Tanveer Khan Data Scientist @ NextGen Invent | Research Scholar @ Jamia Millia Islamia

Principal Component Analysis (PCA)

Principal component analysis (PCA) in its typical form implicitly assumes that the observed data matrix follows a Gaussian distribution. However, PCA can be generalized to allow for other distributions – here, we take a look at its generalization for exponential families introduced by Collins et al. in 2001.

The exponential family

The exponential family of distributions plays a major role in statistical theory and practical modeling. A large reason for this is that the family allows for many nice closed-form results and asymptotic guarantees for performing estimation and inference. Additionally, the family is fairly diverse and can model lots of different types of data.

Recall the basic form of an exponential family density (here, using Wikipedia’s notation):

\[f(x | \theta) = h(x) \exp\left\{ \eta(\theta) T(x) - A(\theta) \right\}.\]
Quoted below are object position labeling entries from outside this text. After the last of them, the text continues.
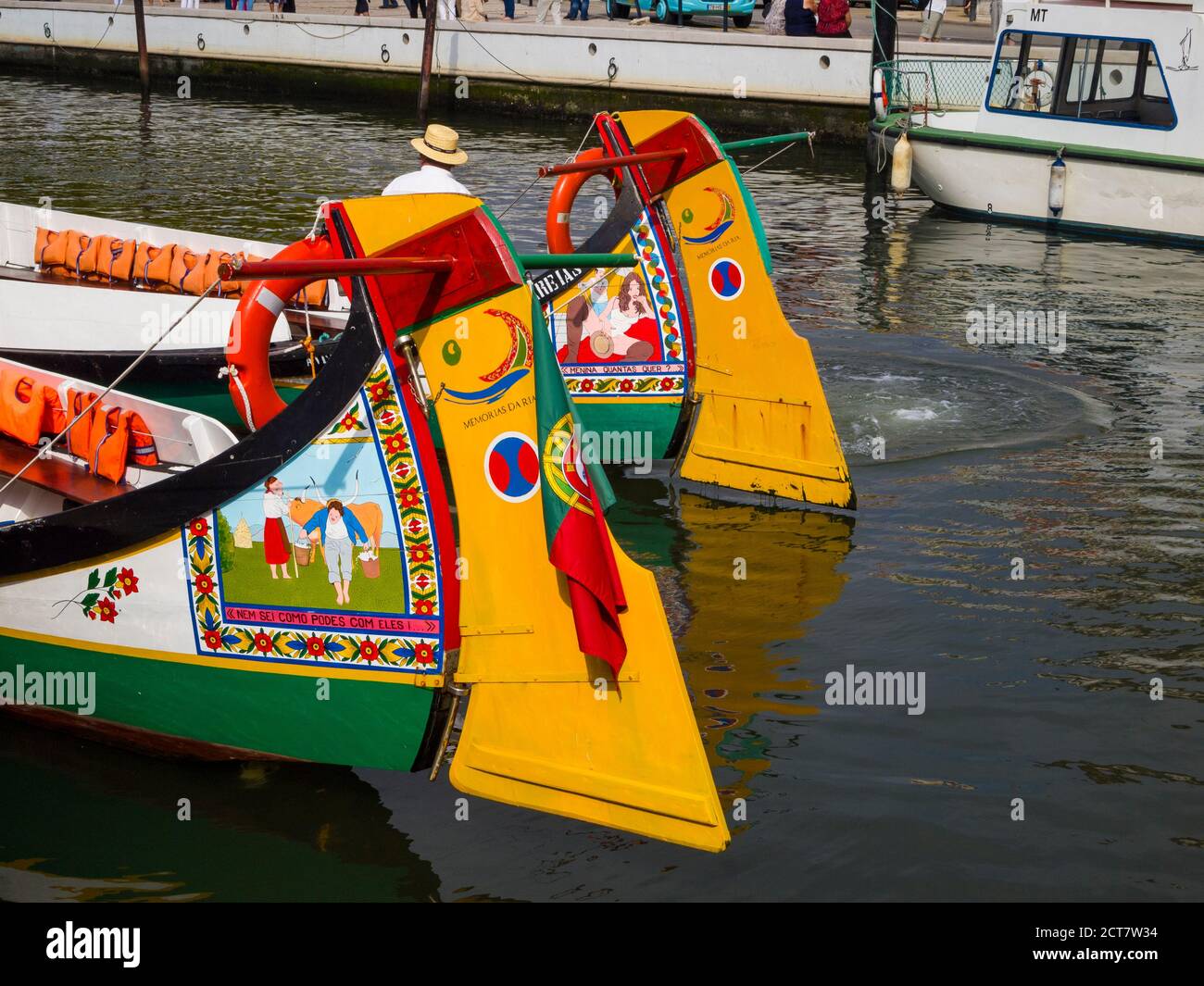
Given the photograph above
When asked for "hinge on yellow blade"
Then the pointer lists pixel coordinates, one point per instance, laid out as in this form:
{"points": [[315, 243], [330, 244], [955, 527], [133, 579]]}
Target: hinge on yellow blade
{"points": [[458, 693]]}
Here, $T(x)$ is a sufficient statistic, $\eta(\theta)$ is the “natural parameter”, $A(\theta)$ is a normalizing factor that makes the distribution sum to $1$, and $h(x)$ is the base measure. The form of $A(\theta)$ is determined automatically once the other functions have been determined. Its form can perhaps more easily seen by writing

\[f(x | \theta) = \frac{h(x) \exp\left\{ \eta(\theta) T(x) \right\}}{\exp\{A(\theta)\}}.\]

Thus, enforcing $f$ sum to $1$, we must have that

\[\sum\limits_{x \in \mathcal{X}} \frac{h(x) \exp\left\{ \eta(\theta) T(x) \right\}}{\exp\{A(\theta)\}} = \frac{1}{\exp\{A(\theta)\}}\sum\limits_{x \in \mathcal{X}} h(x) \exp\left\{ \eta(\theta) T(x) \right\} = 1.\]

Rearranging, we have

\[\exp\{A(\theta)\} = \sum\limits_{x \in \mathcal{X}} h(x) \exp\left\{ \eta(\theta) T(x) \right\}\]

or, equivalently,

\[A(\theta) = \log \left[ \sum\limits_{x \in \mathcal{X}} h(x) \exp\left\{ \eta(\theta) T(x) \right\} \right].\]
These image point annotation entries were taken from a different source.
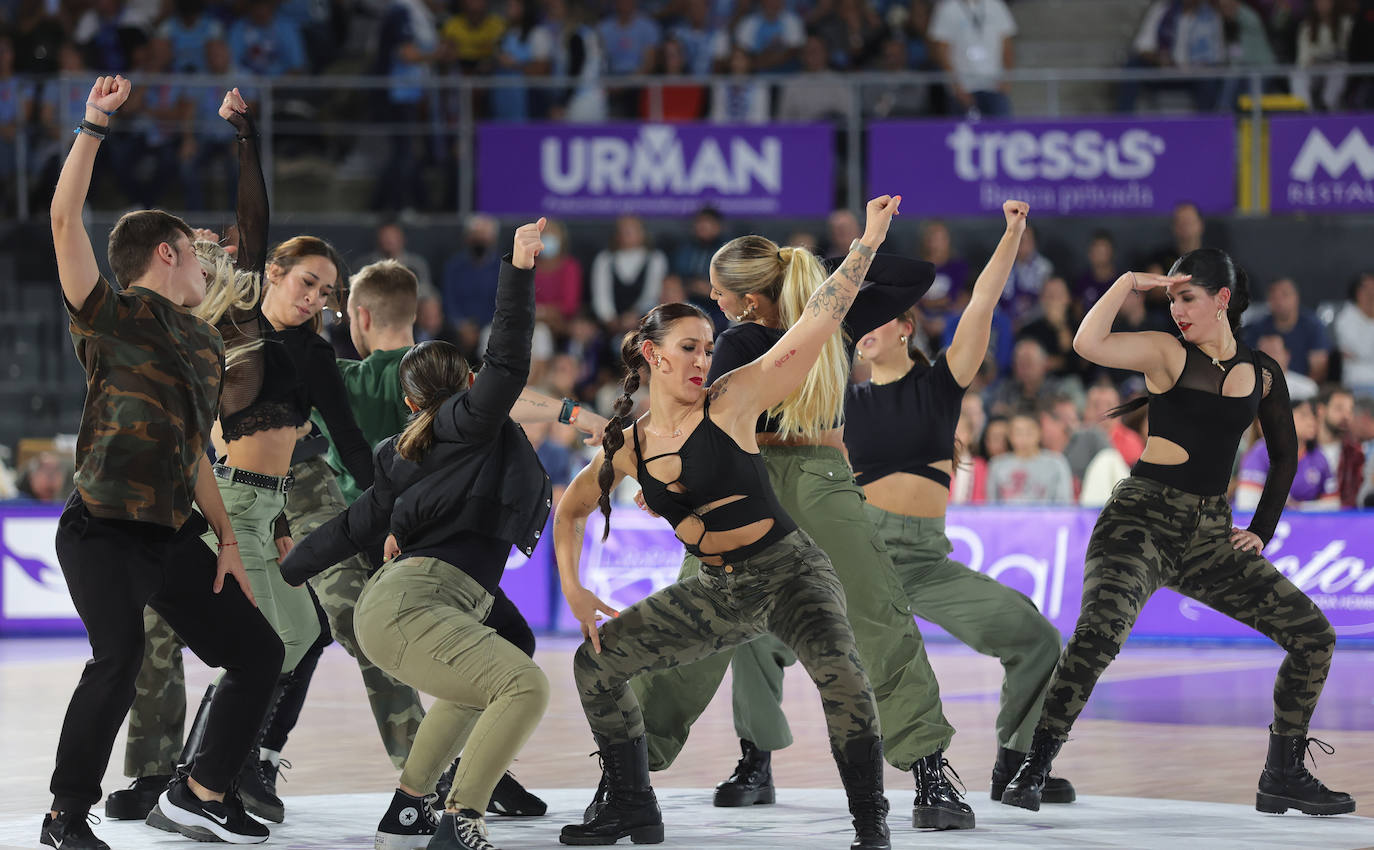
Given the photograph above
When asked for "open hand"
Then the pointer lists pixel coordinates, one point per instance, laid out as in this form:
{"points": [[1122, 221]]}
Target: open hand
{"points": [[231, 563], [528, 243], [587, 609], [1016, 213]]}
In canonical form, we have $\eta(\theta) = \theta$, and it is also often the case that $T(x) = x$. In this case, the form simplifies to

\[A(\theta) = \log \sum\limits_{x \in \mathcal{X}} h(x) \exp\left\{ \theta x \right\}.\]

Thus, by expanding $A$, we can see that $f$ can also be written as

\[f(x | \theta) = \frac{h(x) \exp\left\{ \theta x \right\}}{ \sum\limits_{x \in \mathcal{X}} h(x) \exp\left\{ \theta x \right\}}.\]

An important property of $A(\theta)$ is that its first derivative with respect to $\theta$ is equal to the expectation of $f$:

\begin{align} A’(\theta) &= \sum\limits_{x \in \mathcal{X}} x \frac{h(x) \exp\left\{ \theta x \right\}} {\sum\limits_{x \in \mathcal{X}} h(x) \exp\left\{ \theta x \right\}} \\ &= \sum\limits_{x \in \mathcal{X}} x f(x | \theta) \\ &= \mathbb{E}_{f(x)}[x | \theta] \end{align}

Generalized linear models

In the setting of (generalized) linear models, we have a design matrix $\mathbf{X} \in \mathbb{R}^{n \times p}$ and a vector of response variables $\mathbf{Y} \in \mathbb{R}^n$, and we’re interested in in finding a linear relationship between them. Often we assume that the conditional density of $\mathbf{Y} | \mathbf{X}$ is in the exponential family.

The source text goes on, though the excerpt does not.